CephFS Snapshot Mirroring¶
CephFS supports asynchronous replication of snapshots to a remote CephFS file system via cephfs-mirror tool. Snapshots are synchronized by mirroring snapshot data followed by creating a snapshot with the same name (for a given directory on the remote file system) as the snapshot being synchronized.
Requirements¶
The primary (local) and secondary (remote) Ceph clusters version should be Pacific or later.
Creating Users¶
Start by creating a user (on the primary/local cluster) for the mirror daemon. This user requires write capability on the metadata pool to create RADOS objects (index objects) for watch/notify operation and read capability on the data pool(s):
$ ceph auth get-or-create client.mirror mon 'profile cephfs-mirror' mds 'allow r' osd 'allow rw tag cephfs metadata=*, allow r tag cephfs data=*' mgr 'allow r'
Create a user for each file system peer (on the secondary/remote cluster). This user needs to have full capabilities on the MDS (to take snapshots) and the OSDs:
$ ceph fs authorize <fs_name> client.mirror_remote / rwps
This user should be used (as part of peer specification) when adding a peer.
Starting Mirror Daemon¶
Mirror daemon should be spawned using systemctl(1) unit files:
$ systemctl enable cephfs-mirror@mirror
$ systemctl start cephfs-mirror@mirror
cephfs-mirror daemon can be run in foreground using:
$ cephfs-mirror --id mirror --cluster site-a -f
Note
The user specified here is mirror, the creation of which is described in the Creating Users section.
Multiple cephfs-mirror
daemons may be deployed for concurrent
synchronization and high availability. Mirror daemons share the synchronization
load using a simple M/N
policy, where M
is the number of directories
and N
is the number of cephfs-mirror
daemons.
When cephadm
is used to manage a Ceph cluster, cephfs-mirror
daemons can be
deployed by running the following command:
ceph orch apply cephfs-mirror
To deploy multiple mirror daemons, run a command of the following form:
ceph orch apply cephfs-mirror --placement=<placement-spec>
For example, to deploy 3 cephfs-mirror daemons on different hosts, run a command of the following form:
$ ceph orch apply cephfs-mirror --placement="3 host1,host2,host3"
Interface¶
The Mirroring module (manager plugin) provides interfaces for managing directory snapshot mirroring. These are (mostly) wrappers around monitor commands for managing file system mirroring and is the recommended control interface.
Mirroring Module¶
The mirroring module is responsible for assigning directories to mirror daemons for synchronization. Multiple mirror daemons can be spawned to achieve concurrency in directory snapshot synchronization. When mirror daemons are spawned (or terminated), the mirroring module discovers the modified set of mirror daemons and rebalances directory assignments across the new set, thus providing high-availability.
Note
Deploying a single mirror daemon is recommended. Running multiple daemons is untested.
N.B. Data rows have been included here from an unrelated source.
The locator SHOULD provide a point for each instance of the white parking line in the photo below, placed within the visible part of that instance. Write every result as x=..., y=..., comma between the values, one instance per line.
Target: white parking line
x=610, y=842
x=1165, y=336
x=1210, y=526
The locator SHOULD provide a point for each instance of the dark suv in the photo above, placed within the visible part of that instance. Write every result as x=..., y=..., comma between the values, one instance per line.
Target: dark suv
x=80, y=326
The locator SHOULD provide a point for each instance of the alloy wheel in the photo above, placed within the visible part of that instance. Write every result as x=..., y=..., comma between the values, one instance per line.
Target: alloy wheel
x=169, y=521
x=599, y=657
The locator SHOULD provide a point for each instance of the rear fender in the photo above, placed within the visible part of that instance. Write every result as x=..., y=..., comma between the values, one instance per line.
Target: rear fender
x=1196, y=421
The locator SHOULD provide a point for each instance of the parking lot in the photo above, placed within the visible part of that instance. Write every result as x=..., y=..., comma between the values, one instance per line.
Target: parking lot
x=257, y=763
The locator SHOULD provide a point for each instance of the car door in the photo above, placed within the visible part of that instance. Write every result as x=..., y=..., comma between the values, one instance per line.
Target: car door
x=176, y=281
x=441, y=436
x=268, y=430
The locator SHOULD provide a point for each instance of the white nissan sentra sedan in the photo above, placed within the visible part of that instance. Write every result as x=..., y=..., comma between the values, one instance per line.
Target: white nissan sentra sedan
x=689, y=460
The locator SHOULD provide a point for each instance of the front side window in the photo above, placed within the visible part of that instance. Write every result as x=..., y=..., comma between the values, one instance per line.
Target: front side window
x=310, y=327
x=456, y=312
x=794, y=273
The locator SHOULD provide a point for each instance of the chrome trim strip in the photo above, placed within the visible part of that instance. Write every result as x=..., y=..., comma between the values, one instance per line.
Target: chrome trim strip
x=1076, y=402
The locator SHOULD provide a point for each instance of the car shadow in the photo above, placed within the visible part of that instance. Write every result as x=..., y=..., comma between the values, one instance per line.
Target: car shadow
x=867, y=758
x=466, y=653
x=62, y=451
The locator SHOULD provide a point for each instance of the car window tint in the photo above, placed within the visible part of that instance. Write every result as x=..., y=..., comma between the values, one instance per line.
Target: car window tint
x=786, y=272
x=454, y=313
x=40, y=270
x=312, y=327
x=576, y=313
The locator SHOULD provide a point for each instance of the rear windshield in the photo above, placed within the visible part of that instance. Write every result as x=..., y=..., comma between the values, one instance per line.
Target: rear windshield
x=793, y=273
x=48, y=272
The mirroring module is disabled by default. To enable the mirroring module, run the following command:
ceph mgr module enable mirroring
The mirroring module provides a family of commands that can be used to control the mirroring of directory snapshots. To add or remove directories, mirroring must be enabled for a given file system. To enable mirroring for a given file system, run a command of the following form:
ceph fs snapshot mirror enable <fs_name>
Note
“Mirroring module” commands are prefixed with fs snapshot mirror
.
This distinguishes them from “monitor commands”, which are prefixed with fs
mirror
. Be sure (in this context) to use module commands.
To disable mirroring for a given file system, run a command of the following form:
ceph fs snapshot mirror disable <fs_name>
After mirroring is enabled, add a peer to which directory snapshots are to be
mirrored. Peers are specified by the <client>@<cluster>
format, which is
referred to elsewhere in this document as the remote_cluster_spec
. Peers
are assigned a unique-id (UUID) when added. See the Creating
Users section for instructions that describe
how to create Ceph users for mirroring.
To add a peer, run a command of the following form:
ceph fs snapshot mirror peer_add <fs_name> <remote_cluster_spec> [<remote_fs_name>] [<remote_mon_host>] [<cephx_key>]
<remote_cluster_spec>
is of the format client.<id>@<cluster_name>
.
<remote_fs_name>
is optional, and defaults to <fs_name> (on the remote
cluster).
For this command to succeed, the remote cluster’s Ceph configuration and user
keyring must be available in the primary cluster. For example, if a user named
client_mirror
is created on the remote cluster which has rwps
permissions for the remote file system named remote_fs
(see Creating
Users) and the remote cluster is named remote_ceph
(that is, the remote
cluster configuration file is named remote_ceph.conf
on the primary
cluster), run the following command to add the remote filesystem as a peer to
the primary filesystem primary_fs
:
ceph fs snapshot mirror peer_add primary_fs client.mirror_remote@remote_ceph remote_fs
To avoid having to maintain the remote cluster configuration file and remote ceph user keyring in the primary cluster, users can bootstrap a peer (which stores the relevant remote cluster details in the monitor config store on the primary cluster). See the Bootstrap Peers section.
The peer_add
command supports passing the remote cluster monitor address
and the user key. However, bootstrapping a peer is the recommended way to add a
peer.
Note
Only a single peer is supported right now.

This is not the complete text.